Your rights and entitlements as a support worker

Your workplace rights as a disability support worker in Australia — pay, breaks, super, leave, sleepovers and travel — under the SCHADS award and Fair Work.

What entitlements are you legally owed as a support worker?

SCHADS Award pay vs the NDIS price limit: why they're not the same

How penalty rates and loadings are structured

Casual, part-time or full-time: how your entitlements change

Leave, superannuation and the National Employment Standards

Your rights around rosters, breaks and travel between clients

Independent contractors and platform work: what's different

Health, safety and your right to say no to unsafe work

Common mistakes that quietly cost support workers money

What to do if you think you're being underpaid or mistreated

Frequently asked questions

Does my support worker pay have to match the NDIS hourly price?

No. Your pay is set by the SCHADS Award, while the NDIS price limit is the maximum a provider can charge a participant's plan for your support. They are different numbers set by different bodies, and the gap covers the provider's overheads, supervision, insurance, super, leave and your non-billable paid time. Always check your wage against the Fair Work Pay and Conditions Tool or MA000100, not against the NDIS price.

Am I entitled to be paid for travel between clients?

Generally yes. Time spent travelling between participants during your shift is normally paid work time under SCHADS, and using your own car usually attracts a per-kilometre allowance. Travel from home to your first client and from your last client back home is often treated differently. Keep your own record of trips and kilometres, and confirm the current allowance rate with the Fair Work Pay Tool or MA000100.

What's the difference between being a casual and a permanent part-time worker?

Casuals receive a 25% loading instead of paid leave and have no guaranteed hours, which suits flexible work but offers less security. Permanent part-timers have agreed guaranteed hours and accrue pro-rata paid annual and personal leave but get no loading. Over time the leave a part-timer accrues can outweigh the casual loading, so the better option depends on how regular and secure your work is. If your casual pattern has been regular for 6–12 months you may be able to request conversion to permanent.

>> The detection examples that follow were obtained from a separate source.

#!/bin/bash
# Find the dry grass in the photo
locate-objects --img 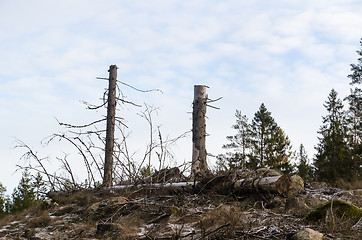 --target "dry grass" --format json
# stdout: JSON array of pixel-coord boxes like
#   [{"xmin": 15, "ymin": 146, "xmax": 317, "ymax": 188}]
[{"xmin": 26, "ymin": 211, "xmax": 51, "ymax": 228}]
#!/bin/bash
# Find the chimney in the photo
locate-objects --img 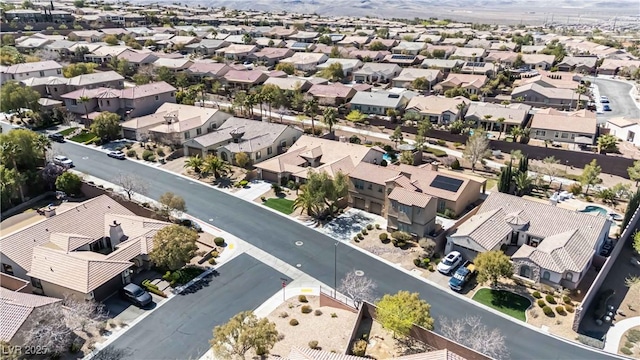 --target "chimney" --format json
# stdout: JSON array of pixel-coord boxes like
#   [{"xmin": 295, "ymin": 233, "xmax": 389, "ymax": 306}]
[{"xmin": 109, "ymin": 220, "xmax": 124, "ymax": 246}]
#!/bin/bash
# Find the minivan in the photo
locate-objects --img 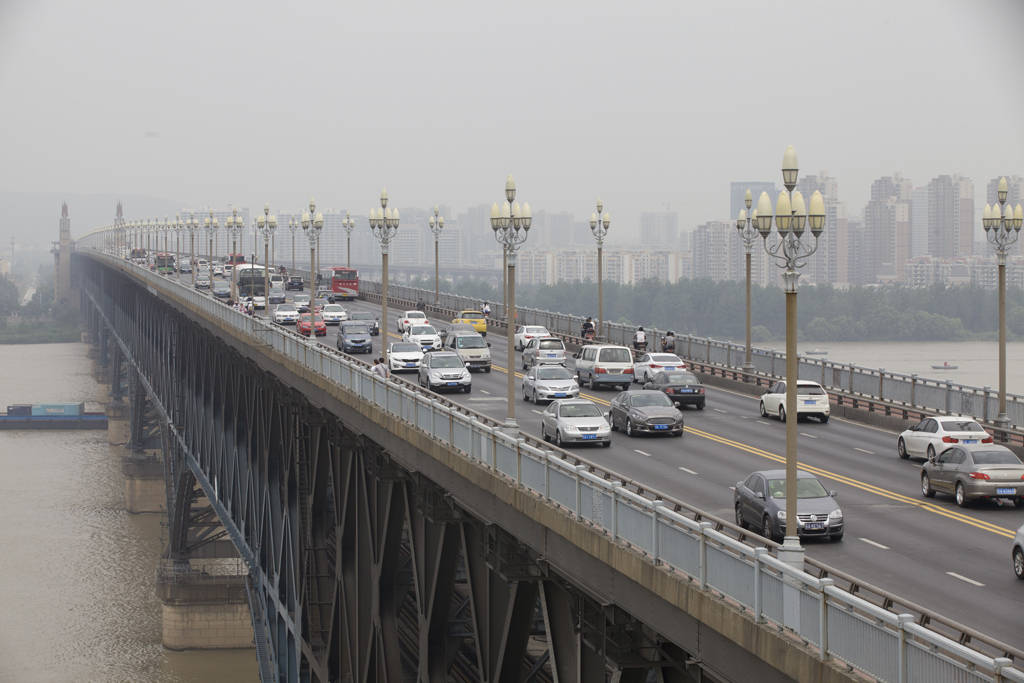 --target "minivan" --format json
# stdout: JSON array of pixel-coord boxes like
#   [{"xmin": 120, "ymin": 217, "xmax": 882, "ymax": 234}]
[{"xmin": 572, "ymin": 344, "xmax": 633, "ymax": 391}]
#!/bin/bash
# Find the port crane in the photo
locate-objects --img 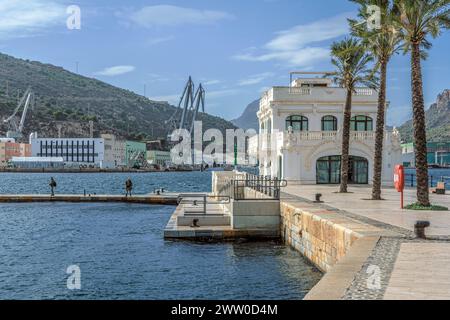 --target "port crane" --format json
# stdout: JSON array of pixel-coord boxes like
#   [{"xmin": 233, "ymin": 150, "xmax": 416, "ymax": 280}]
[
  {"xmin": 3, "ymin": 87, "xmax": 34, "ymax": 139},
  {"xmin": 166, "ymin": 77, "xmax": 206, "ymax": 138}
]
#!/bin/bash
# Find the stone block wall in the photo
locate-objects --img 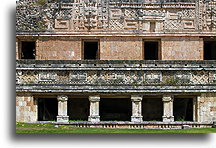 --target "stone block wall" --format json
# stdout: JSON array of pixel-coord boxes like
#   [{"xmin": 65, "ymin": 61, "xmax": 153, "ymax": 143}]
[
  {"xmin": 197, "ymin": 93, "xmax": 216, "ymax": 122},
  {"xmin": 16, "ymin": 37, "xmax": 203, "ymax": 60},
  {"xmin": 16, "ymin": 95, "xmax": 37, "ymax": 122},
  {"xmin": 100, "ymin": 37, "xmax": 143, "ymax": 60},
  {"xmin": 36, "ymin": 37, "xmax": 81, "ymax": 60},
  {"xmin": 161, "ymin": 37, "xmax": 203, "ymax": 60}
]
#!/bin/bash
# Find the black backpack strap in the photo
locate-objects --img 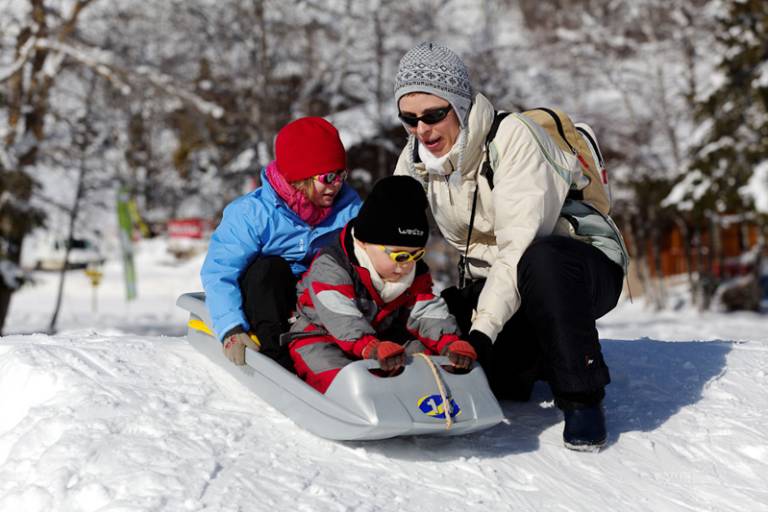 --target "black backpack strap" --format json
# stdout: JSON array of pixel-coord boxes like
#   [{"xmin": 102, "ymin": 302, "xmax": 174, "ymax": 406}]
[
  {"xmin": 533, "ymin": 107, "xmax": 578, "ymax": 155},
  {"xmin": 459, "ymin": 112, "xmax": 509, "ymax": 288},
  {"xmin": 480, "ymin": 112, "xmax": 510, "ymax": 191}
]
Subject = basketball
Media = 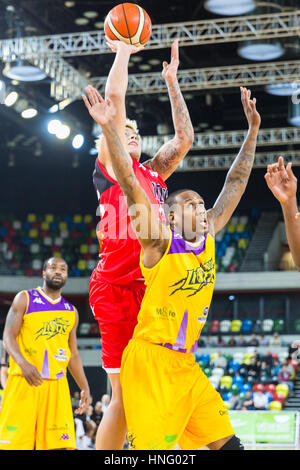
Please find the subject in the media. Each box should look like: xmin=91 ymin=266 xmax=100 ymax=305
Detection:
xmin=104 ymin=3 xmax=152 ymax=47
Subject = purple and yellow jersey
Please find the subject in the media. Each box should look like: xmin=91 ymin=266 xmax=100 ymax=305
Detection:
xmin=9 ymin=287 xmax=76 ymax=379
xmin=133 ymin=230 xmax=215 ymax=352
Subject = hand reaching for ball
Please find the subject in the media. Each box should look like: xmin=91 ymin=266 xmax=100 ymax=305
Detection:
xmin=105 ymin=36 xmax=144 ymax=55
xmin=82 ymin=85 xmax=116 ymax=128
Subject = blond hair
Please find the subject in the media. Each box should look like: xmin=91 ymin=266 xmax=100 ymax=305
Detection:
xmin=95 ymin=118 xmax=139 ymax=153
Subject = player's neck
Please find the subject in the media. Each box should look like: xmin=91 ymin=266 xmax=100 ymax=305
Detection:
xmin=41 ymin=284 xmax=61 ymax=300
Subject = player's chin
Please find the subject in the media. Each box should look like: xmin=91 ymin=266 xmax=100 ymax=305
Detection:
xmin=129 ymin=147 xmax=141 ymax=162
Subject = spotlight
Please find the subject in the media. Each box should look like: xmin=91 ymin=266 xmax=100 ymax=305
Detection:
xmin=48 ymin=119 xmax=62 ymax=134
xmin=265 ymin=83 xmax=296 ymax=96
xmin=21 ymin=108 xmax=37 ymax=119
xmin=204 ymin=0 xmax=256 ymax=16
xmin=2 ymin=61 xmax=47 ymax=82
xmin=72 ymin=134 xmax=84 ymax=149
xmin=56 ymin=124 xmax=71 ymax=140
xmin=48 ymin=104 xmax=59 ymax=114
xmin=4 ymin=91 xmax=19 ymax=107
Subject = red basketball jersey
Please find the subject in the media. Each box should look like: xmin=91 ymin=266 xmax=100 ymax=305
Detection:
xmin=93 ymin=158 xmax=167 ymax=285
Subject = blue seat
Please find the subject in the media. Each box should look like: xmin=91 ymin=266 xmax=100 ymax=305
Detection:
xmin=228 ymin=361 xmax=241 ymax=371
xmin=241 ymin=384 xmax=252 ymax=393
xmin=200 ymin=354 xmax=210 ymax=364
xmin=232 ymin=376 xmax=245 ymax=387
xmin=222 ymin=392 xmax=233 ymax=401
xmin=241 ymin=320 xmax=253 ymax=333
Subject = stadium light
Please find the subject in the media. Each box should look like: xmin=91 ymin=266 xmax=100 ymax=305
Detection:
xmin=48 ymin=119 xmax=62 ymax=134
xmin=265 ymin=83 xmax=296 ymax=96
xmin=56 ymin=124 xmax=71 ymax=140
xmin=72 ymin=134 xmax=84 ymax=149
xmin=2 ymin=61 xmax=47 ymax=82
xmin=204 ymin=0 xmax=256 ymax=16
xmin=4 ymin=91 xmax=19 ymax=107
xmin=21 ymin=108 xmax=37 ymax=119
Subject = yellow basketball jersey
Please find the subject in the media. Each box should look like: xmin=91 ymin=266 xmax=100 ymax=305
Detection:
xmin=9 ymin=287 xmax=75 ymax=379
xmin=133 ymin=230 xmax=215 ymax=352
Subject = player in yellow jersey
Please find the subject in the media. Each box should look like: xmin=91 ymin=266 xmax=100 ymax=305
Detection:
xmin=0 ymin=257 xmax=91 ymax=450
xmin=84 ymin=88 xmax=260 ymax=450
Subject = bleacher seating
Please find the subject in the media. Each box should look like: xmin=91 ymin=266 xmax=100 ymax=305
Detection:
xmin=195 ymin=349 xmax=298 ymax=410
xmin=0 ymin=211 xmax=257 ymax=277
xmin=0 ymin=213 xmax=99 ymax=277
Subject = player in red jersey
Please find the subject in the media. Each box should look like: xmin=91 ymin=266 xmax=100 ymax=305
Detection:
xmin=83 ymin=40 xmax=194 ymax=450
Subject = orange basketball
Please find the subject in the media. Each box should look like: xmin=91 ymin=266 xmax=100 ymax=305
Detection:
xmin=104 ymin=3 xmax=152 ymax=47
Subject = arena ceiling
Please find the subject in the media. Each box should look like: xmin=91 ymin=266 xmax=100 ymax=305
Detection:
xmin=0 ymin=0 xmax=300 ymax=167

Can I be forced to work public holidays, and how am I paid?

You can be asked to work a public holiday if the request is reasonable, and you can reasonably refuse in some circumstances. If you do work, the public holiday penalty is 250% of your base rate. If it's an ordinary working day you'd normally work and you don't, permanent employees are usually entitled to a paid day off. Confirm the exact treatment for your roster and employment type with the Fair Work Pay Tool.

I work through a platform with an ABN — do I get penalty rates and leave?

Usually not, if you're a genuine independent contractor, because penalty rates, paid leave and the casual loading attach to employment rather than contracting. As a contractor you set your own rate and manage your own tax, super and insurance. However, if you work set shifts and are directed like an employee, you may be misclassified — that's sham contracting, which is unlawful — and could be owed the full award. Get advice from the Fair Work Ombudsman or a union if your arrangement looks like employment in all but name.

How do I check whether I'm being paid correctly?

Use the Fair Work Pay and Conditions Tool or the SCHADS Award (MA000100) to look up the correct rate for your classification, shift type and employment status, then compare it line by line against your payslips. Check that penalties, allowances, travel and minimum engagement are included, and confirm your superannuation through myGov and the ATO. If figures don't match, raise it in writing with your employer and escalate to the Fair Work Ombudsman if needed.

Is my superannuation changing in 2026?

Yes. The compulsory superannuation guarantee rises to 12% from 1 July 2026, paid by your employer on top of your wages. From that date, check your payslips reflect the correct percentage and that contributions are actually reaching your fund, not just listed on the slip. Unpaid or underpaid super is recoverable, and you can track contributions through your myGov and ATO account.